There were clearly gaps in Bede's knowledge,[35] but Bede also says little on some topics that he must have been familiar with.[3] For example, although Bede recounts Wilfrid's missionary activities, he does not give a full account of his conflict with Archbishop Theodore of Canterbury, or his ambition and aristocratic lifestyle.[3][36] Only the existence of other sources such as the Life of Wilfrid make it clear what Bede discreetly avoids saying.[3] The omissions are not restricted to Wilfrid; Bede makes no mention at all of Boniface, though it is unlikely he knew little of him; and the final book contains less information about the church in his own day than could be expected.[3] A possible explanation for Bede's discretion may be found in his comment that one should not make public accusations against church figures, no matter what their sins; Bede may have found little good to say about the church in his day and hence preferred to keep silent.[3] It is clear that he did have fault to find; his letter to Ecgberht contains several criticisms of the church.[3]

The Historia Ecclesiastica has more to say about episcopal events than it does about the monasteries of England. Bede does shed some light on monastic affairs; in particular he comments in book V that many Northumbrians are laying aside their arms and entering monasteries "rather than study the arts of war. What the result of this will be the future will show."[3][37] This veiled comment, another example of Bede's discretion in commenting on current affairs, could be interpreted as ominous given Bede's more specific criticism of quasi-monasteries in his letter to Ecgberht, written three years later.[3]
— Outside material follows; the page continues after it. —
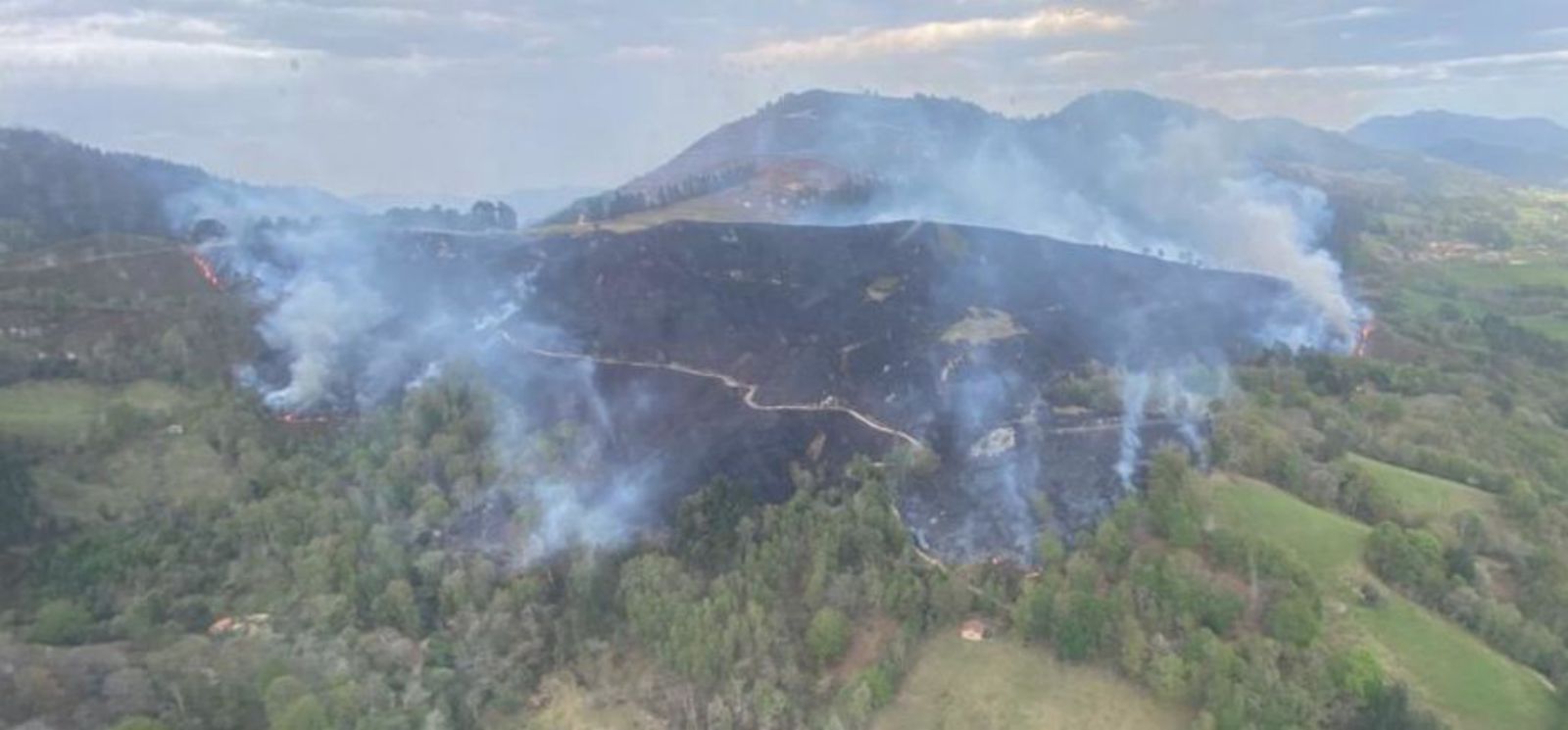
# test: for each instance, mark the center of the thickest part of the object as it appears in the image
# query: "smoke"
(1118, 171)
(1134, 398)
(353, 316)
Bede's account of life at the court of the Anglo-Saxon kings includes little of the violence that Gregory of Tours mentions as a frequent occurrence at the Frankish court. It is possible that the courts were as different as their descriptions makes them appear but it is more likely that Bede omitted some of the violent reality.[35] Bede states that he wrote the work as an instruction for rulers, in order that "the thoughtful listener is spurred on to imitate the good".[38] It also was no part of Bede's purpose to describe the kings who did not convert to Christianity in the Historia.[39]
Anno Domini

Bede's use of something similar to the anno Domini era, created by the monk Dionysius Exiguus in 525, throughout Historia Ecclesiastica was very influential in causing that era to be adopted thereafter in Western Europe.[40] Specifically, he used anno ab incarnatione Domini (in the year from the incarnation of the Lord) or anno incarnationis dominicae (in the year of the incarnation of the Lord). He never abbreviated the term like the modern AD. Bede, counted anno Domini from Christ's birth, not from Christ's conception.[41]:778 Within this work, he was also the first writer to use a term similar to the English before Christ. In book I chapter 2 he used ante incarnationis dominicae tempus (before the time of the incarnation of the Lord). However, the latter was not very influential—only this isolated use was repeated by other writers during the rest of the Middle Ages. The first extensive use of "BC" (hundreds of times) occurred in Fasciculus Temporum by Werner Rolevinck in 1474, alongside years of the world (anno mundi).
Continuation of Bede

Some early manuscripts contain additional annalistic entries that extend past the date of completion of the Historia Ecclesiastica, with the latest entry dated 766.[42] No manuscripts earlier than the 12th century contain these entries, except for the entries for 731 through 734, which do occur in earlier manuscripts.[42] Much of the material replicates what is found in Simeon of Durham's chronicle; the remaining material is thought to derive from northern chronicles from the 8th century.[42] The Historia was translated into Old English sometime in the 9th century in southern Britain, and this translation has traditionally been held to have been done by King Alfred of England, but scholarship now has cast doubt on this tradition. Although Alfred may not have personally made the translation, it probably was connected with the promotion of learning that Alfred fostered.[43] The Anglo-Saxon Chronicle, composed around this time, drew heavily on the Historia, which formed the chronological framework of the early parts of the Chronicle.[44]